Entertainment company DEAG posted its highest revenue and EBITDA in company history in 2022.
According to preliminary figures, revenue in 2022 amounted to €325m (£288m/$354m) compared to €90.7m in the year prior. This is an increase of 258% compared to 2021, and also an increase on the €185m posted in 2019.
Consolidated revenue amounted to roughly €352m in 2022 compared to €97m in the previous year and €197m in 2019.
EBITDA for 2022 amounted to €31m, a 40% increase on the previous year’s €22m and higher than the pre-pandemic total of €14m in 2019.
DEAG sold more than nine million tickets in 2022, an increase on the five million tickets sold before the onset of the COVID-19 pandemic in 2020.
Ticket sales from platforms Myticket and Gigantic Tickets were complemented by the acquisition of Irish ticketing platform Tickets(.ie).

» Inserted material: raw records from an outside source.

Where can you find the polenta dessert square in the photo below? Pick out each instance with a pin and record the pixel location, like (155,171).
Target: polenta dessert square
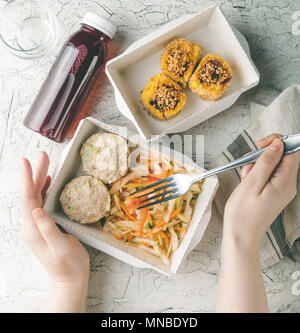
(211,78)
(162,97)
(179,60)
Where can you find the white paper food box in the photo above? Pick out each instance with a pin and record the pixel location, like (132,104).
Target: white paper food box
(69,166)
(130,71)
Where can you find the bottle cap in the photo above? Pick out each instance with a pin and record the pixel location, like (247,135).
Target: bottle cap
(99,23)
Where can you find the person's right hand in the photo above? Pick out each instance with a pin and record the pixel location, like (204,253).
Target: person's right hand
(65,259)
(266,188)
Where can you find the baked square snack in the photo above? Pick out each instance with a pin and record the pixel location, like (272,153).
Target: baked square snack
(179,60)
(162,97)
(211,78)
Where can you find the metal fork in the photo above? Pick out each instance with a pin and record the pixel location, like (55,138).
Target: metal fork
(177,185)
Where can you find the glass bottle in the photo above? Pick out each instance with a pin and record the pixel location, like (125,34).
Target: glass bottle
(70,79)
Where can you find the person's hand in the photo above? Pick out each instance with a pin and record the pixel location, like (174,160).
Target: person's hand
(65,259)
(265,190)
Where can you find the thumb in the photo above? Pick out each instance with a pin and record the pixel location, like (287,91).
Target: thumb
(265,165)
(54,238)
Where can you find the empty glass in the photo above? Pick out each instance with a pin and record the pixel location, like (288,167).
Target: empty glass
(28,28)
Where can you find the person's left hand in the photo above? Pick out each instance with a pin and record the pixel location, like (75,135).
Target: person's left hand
(66,260)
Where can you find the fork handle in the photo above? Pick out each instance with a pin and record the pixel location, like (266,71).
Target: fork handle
(291,145)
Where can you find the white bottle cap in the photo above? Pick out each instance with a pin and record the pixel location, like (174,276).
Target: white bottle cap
(99,23)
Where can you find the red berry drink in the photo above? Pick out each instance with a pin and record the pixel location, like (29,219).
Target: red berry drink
(70,79)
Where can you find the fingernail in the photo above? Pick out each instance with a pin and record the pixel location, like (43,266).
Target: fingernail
(38,214)
(276,145)
(243,173)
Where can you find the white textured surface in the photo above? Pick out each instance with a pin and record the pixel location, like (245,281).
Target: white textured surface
(115,286)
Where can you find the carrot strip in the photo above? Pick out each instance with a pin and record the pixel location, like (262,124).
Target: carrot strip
(165,237)
(129,236)
(132,218)
(155,229)
(115,234)
(150,219)
(168,172)
(137,184)
(160,224)
(145,243)
(174,213)
(144,214)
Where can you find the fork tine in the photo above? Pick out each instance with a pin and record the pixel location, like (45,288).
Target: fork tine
(157,189)
(160,201)
(159,195)
(151,185)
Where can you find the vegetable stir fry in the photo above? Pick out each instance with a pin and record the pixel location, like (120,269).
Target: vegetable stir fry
(158,229)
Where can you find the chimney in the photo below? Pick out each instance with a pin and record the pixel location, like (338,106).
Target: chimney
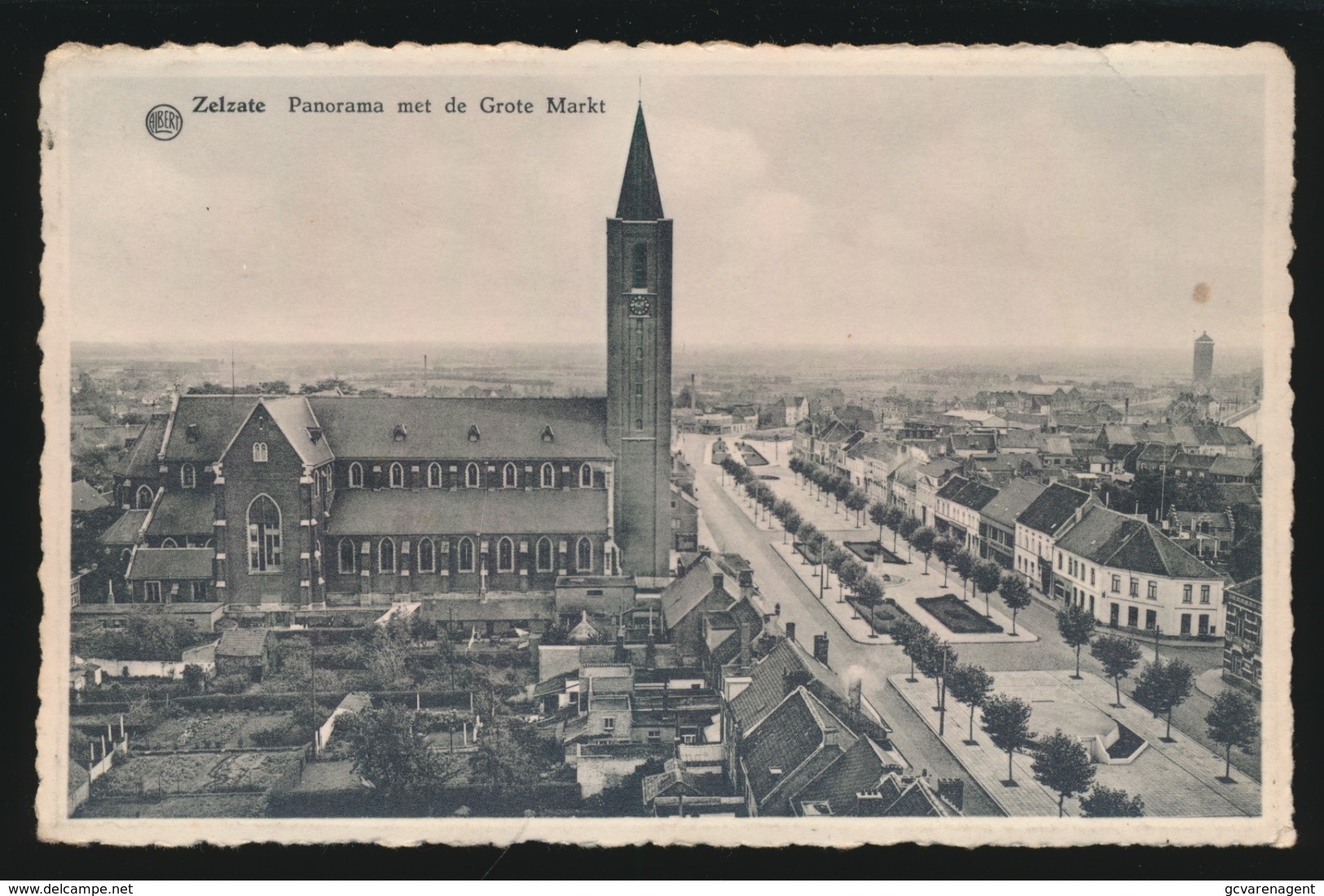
(821,648)
(953,792)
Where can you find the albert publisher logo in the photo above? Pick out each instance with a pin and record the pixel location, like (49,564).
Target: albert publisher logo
(165,122)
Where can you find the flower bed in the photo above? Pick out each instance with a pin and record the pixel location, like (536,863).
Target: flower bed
(885,614)
(957,616)
(872,551)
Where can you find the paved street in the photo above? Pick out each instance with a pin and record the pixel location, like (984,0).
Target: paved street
(730,529)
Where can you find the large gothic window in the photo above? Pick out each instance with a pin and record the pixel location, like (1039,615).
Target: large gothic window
(640,266)
(264,521)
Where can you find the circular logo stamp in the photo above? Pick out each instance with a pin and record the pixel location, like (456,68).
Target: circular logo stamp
(165,122)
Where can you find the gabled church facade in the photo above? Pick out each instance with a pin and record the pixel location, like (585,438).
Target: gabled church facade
(302,499)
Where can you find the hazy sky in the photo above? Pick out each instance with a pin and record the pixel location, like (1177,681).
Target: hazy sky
(961,211)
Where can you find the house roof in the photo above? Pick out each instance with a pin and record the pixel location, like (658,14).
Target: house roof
(466,511)
(359,427)
(125,529)
(768,682)
(788,747)
(1112,539)
(684,595)
(171,563)
(187,511)
(1012,500)
(139,461)
(85,498)
(205,425)
(243,642)
(858,769)
(1054,506)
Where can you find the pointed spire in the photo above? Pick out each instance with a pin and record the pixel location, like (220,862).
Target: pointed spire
(640,197)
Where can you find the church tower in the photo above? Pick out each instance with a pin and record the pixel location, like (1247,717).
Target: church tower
(639,366)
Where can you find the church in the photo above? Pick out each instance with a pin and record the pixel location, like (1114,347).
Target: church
(303,502)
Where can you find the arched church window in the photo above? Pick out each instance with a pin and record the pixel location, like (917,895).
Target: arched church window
(264,521)
(640,266)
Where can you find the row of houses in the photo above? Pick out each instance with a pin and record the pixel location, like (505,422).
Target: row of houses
(743,720)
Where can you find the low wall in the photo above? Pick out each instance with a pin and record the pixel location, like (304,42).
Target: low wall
(147,667)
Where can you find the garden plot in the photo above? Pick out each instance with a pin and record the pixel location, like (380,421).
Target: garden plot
(196,773)
(211,731)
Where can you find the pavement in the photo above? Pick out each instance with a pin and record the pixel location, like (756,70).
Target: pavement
(1180,779)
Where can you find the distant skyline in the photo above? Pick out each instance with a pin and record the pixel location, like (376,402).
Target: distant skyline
(1070,212)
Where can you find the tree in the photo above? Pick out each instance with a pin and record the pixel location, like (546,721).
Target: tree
(1063,765)
(878,516)
(1111,802)
(914,639)
(195,678)
(502,760)
(1006,722)
(987,576)
(964,567)
(923,540)
(946,550)
(1164,687)
(970,684)
(857,502)
(1014,593)
(389,752)
(1118,656)
(1232,723)
(792,525)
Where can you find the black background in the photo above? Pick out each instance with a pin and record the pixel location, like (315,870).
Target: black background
(28,31)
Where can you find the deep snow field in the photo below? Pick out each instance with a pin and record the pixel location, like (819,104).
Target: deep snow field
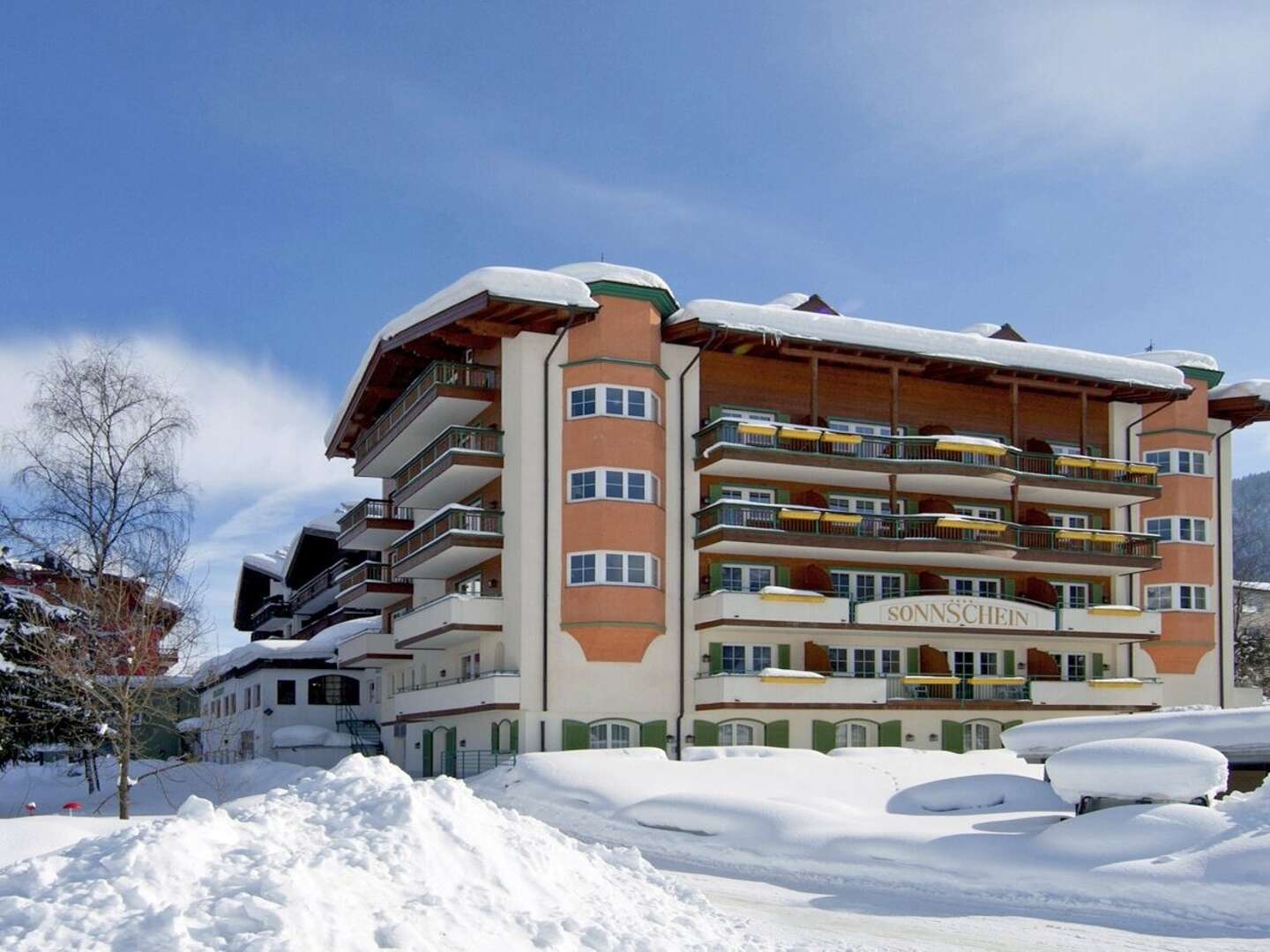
(755,850)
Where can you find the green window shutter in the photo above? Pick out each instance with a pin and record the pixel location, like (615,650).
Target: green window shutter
(891,735)
(822,736)
(574,735)
(778,734)
(653,735)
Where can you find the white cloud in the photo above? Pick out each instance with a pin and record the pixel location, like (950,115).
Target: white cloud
(1161,86)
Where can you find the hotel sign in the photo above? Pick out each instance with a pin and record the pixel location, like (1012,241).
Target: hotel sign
(954,612)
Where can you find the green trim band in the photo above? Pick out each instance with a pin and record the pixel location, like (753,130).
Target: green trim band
(625,361)
(661,300)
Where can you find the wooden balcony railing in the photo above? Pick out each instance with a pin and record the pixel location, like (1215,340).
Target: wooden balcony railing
(438,374)
(830,524)
(469,522)
(467,439)
(905,450)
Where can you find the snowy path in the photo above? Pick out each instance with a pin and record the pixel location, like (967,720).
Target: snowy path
(802,918)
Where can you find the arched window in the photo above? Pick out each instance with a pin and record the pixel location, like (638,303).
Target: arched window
(854,734)
(736,734)
(981,735)
(334,689)
(612,734)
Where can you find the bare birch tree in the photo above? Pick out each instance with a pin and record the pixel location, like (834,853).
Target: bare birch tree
(100,487)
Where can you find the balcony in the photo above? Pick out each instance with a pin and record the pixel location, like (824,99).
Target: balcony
(757,689)
(938,465)
(444,395)
(372,524)
(369,649)
(455,539)
(447,621)
(770,609)
(930,539)
(487,691)
(371,585)
(272,614)
(453,466)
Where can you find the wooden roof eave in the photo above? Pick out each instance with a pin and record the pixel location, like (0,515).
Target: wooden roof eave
(692,331)
(482,310)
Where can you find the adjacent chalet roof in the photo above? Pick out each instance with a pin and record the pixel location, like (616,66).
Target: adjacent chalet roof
(475,294)
(1243,403)
(319,649)
(1128,377)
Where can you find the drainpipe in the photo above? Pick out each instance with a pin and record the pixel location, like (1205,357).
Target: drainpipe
(1221,568)
(546,516)
(684,517)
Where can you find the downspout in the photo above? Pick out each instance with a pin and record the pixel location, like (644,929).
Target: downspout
(684,591)
(1221,568)
(546,517)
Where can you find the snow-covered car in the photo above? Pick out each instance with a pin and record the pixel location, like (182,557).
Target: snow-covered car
(1105,773)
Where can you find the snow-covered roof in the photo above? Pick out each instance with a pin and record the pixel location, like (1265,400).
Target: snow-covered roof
(1259,389)
(1180,358)
(591,271)
(927,342)
(320,648)
(510,283)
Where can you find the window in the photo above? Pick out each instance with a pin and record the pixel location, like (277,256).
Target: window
(333,689)
(611,734)
(865,587)
(634,403)
(616,568)
(1072,594)
(747,577)
(1181,598)
(628,485)
(736,734)
(969,585)
(851,734)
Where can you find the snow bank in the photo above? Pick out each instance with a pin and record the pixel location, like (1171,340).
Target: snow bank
(358,859)
(1241,732)
(947,344)
(505,283)
(1137,768)
(310,735)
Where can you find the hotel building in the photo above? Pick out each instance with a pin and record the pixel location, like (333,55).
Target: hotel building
(609,519)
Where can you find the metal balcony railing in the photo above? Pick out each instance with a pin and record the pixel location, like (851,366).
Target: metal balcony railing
(467,439)
(437,374)
(826,443)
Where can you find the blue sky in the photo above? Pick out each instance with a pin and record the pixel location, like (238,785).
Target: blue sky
(249,190)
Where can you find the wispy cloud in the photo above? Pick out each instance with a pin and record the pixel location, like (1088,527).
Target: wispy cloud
(1163,86)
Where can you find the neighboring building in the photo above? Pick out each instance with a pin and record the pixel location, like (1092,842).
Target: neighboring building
(609,521)
(280,695)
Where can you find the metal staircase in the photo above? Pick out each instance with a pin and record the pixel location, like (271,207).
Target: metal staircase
(366,734)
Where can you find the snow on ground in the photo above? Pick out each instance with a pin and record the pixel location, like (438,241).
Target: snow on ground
(357,859)
(923,827)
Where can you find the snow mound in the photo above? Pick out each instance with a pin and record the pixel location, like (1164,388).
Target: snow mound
(357,859)
(1138,768)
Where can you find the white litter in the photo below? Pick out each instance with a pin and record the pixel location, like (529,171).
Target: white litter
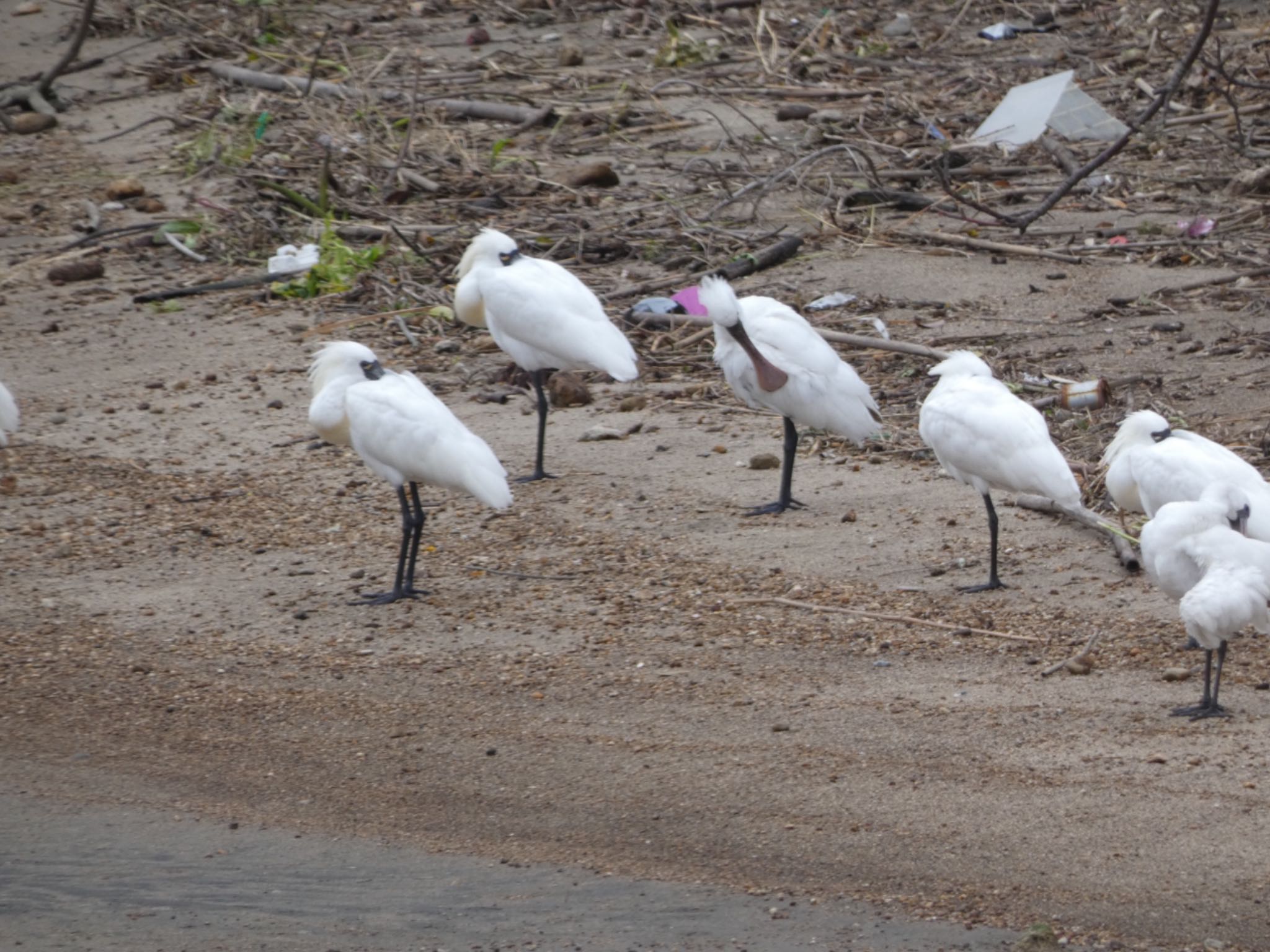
(836,300)
(290,259)
(1053,102)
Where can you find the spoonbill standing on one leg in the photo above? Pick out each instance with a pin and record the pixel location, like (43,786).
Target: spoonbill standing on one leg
(406,434)
(986,437)
(1231,594)
(774,359)
(8,415)
(540,315)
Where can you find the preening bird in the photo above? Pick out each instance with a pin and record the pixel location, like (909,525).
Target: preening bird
(987,438)
(774,359)
(407,436)
(9,415)
(1150,464)
(541,315)
(1231,594)
(1166,562)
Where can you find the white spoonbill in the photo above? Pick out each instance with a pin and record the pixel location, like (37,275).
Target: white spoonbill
(774,359)
(406,434)
(987,438)
(1150,464)
(8,415)
(540,315)
(1166,562)
(1231,594)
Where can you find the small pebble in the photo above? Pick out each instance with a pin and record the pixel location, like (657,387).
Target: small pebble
(125,188)
(600,432)
(763,461)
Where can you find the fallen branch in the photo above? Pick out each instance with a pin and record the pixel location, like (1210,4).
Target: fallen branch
(1078,656)
(967,242)
(205,288)
(37,95)
(183,248)
(1123,549)
(769,258)
(882,616)
(469,108)
(1213,282)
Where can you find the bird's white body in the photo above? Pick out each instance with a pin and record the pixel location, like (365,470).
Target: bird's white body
(988,438)
(1165,557)
(1146,471)
(9,415)
(541,315)
(1233,589)
(399,428)
(822,390)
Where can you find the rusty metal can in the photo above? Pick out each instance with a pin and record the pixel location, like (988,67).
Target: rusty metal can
(1086,395)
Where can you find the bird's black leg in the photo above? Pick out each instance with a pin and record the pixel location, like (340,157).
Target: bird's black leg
(1207,700)
(1208,706)
(993,582)
(419,518)
(539,472)
(399,589)
(786,498)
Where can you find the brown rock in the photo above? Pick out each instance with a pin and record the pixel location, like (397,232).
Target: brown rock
(765,461)
(794,111)
(598,174)
(25,123)
(1078,666)
(76,271)
(125,188)
(567,390)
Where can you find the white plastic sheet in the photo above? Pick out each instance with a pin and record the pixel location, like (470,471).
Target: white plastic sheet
(1054,103)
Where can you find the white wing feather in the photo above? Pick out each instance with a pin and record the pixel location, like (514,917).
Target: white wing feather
(545,318)
(404,433)
(986,437)
(822,390)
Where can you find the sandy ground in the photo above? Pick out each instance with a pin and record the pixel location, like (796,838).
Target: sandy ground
(586,694)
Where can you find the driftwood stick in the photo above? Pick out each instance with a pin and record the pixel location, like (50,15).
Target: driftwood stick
(205,288)
(469,108)
(1077,656)
(183,248)
(46,82)
(1213,282)
(881,616)
(1124,551)
(770,257)
(967,242)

DEAG also acquired a number of promoters, festivals and events across various genres over the last year and a half. The company further branched out and acquired spoken word and literary events, and in the arts and culture sector.
The momentum of the previous three quarters in 2022 resulted in a strong fourth quarter. Revenue in this quarter rose by 35% to roughly €90m and EBITDA increased by 21.6% to approximately €11m. DEAG said that this performance was driven by high advance ticket sales for 2023 and strong Christmas business.
DEAG is aiming to sell over 10 million tickets in 2023 for over 6,000 events.
Peter L H Schwenkow, chief executive of DEAG, said: “The enormous recovery and growth in revenue and EBITDA well above the level of the last comparable financial year 2019, a rock-solid balance sheet and a consistently implemented growth strategy characterised the year 2022 for DEAG. Our expansion measures, which we continued unwaveringly during the corona caesura, are bearing fruit.
“We will continue to move forward along this path. We sell ‘the little slice of happiness’ even in economically difficult times and have always seen particularly high demand, especially in recession years. With an increasing number of their own branded and thus also high-margin event formats, an organisation and crew created for growth and ticketing that is growing steadily and with good margins, we can be confident for the years ahead. With the tailwind of strong annual figures and a very positive operating performance, we also see ourselves very well prepared for the upcoming refinancing of our corporate bond as well as the further consistent implementation of the corporate strategy.”
DEAG will continue to examine various options for refinancing the 2018/2023 bond, including the option of issuing a new corporate bond depending on the market environment.
A possible new bond could be used for the early refinancing of the 2018/2023 bond, while sufficient liquidity is already available for the foreseeable growth due to the excellent business development.